Mark Ramsdell (Lead Technical Producer)

Mark is a seasoned virtual assistant and "technology therapist" dedicated to creating high-impact learning environments through intentional design. With over 35 years of experience in higher education, he bridges the gap between complex technology and learner success. Mark has expertly moderated live sessions across diverse sectors—from academic classrooms to specialized training for threat modeling, automotive management, and restoration technicians. Now semi-retired in Central New York, Mark continues to apply his deep instructional technology expertise to improve educational outcomes. Outside of his professional work, he is a devoted husband, father, and grandfather who remains active in his community as a volunteer with the local fire company and ScoutsBSA.

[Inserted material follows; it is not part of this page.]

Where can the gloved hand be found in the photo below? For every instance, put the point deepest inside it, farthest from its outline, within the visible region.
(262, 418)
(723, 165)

Heidi Rosemont (Technical Producer)

Heidi is an online program operations specialist who designs engaging, human-centered virtual experiences. With expertise in education, non-verbal communication, and group dynamics, she creates spaces where participants and facilitators feel seen, supported, and motivated to engage. She partners with organizations in leadership development, medical education, team building, and mission-driven industries to facilitate impactful online programs with clarity, warmth, and technical ease. Off-screen, she enjoys baking for her husband and caring for her sheep — still happiest in a pair of coveralls with dirt on her hands.

Adrienne Dandy (Senior Program Manager, Technical Writer)

Adrienne Dandy is an operations practitioner whose work is shaped by a foundation in technical writing and years spent in security operations and PSIRT programs. With a strong background in product security, program management, and crossfunctional collaboration, she has supported teams at organizations of many sizes and structures. Her user-centric and data driven approach values clarity, steady scalable processes, and careful coordination.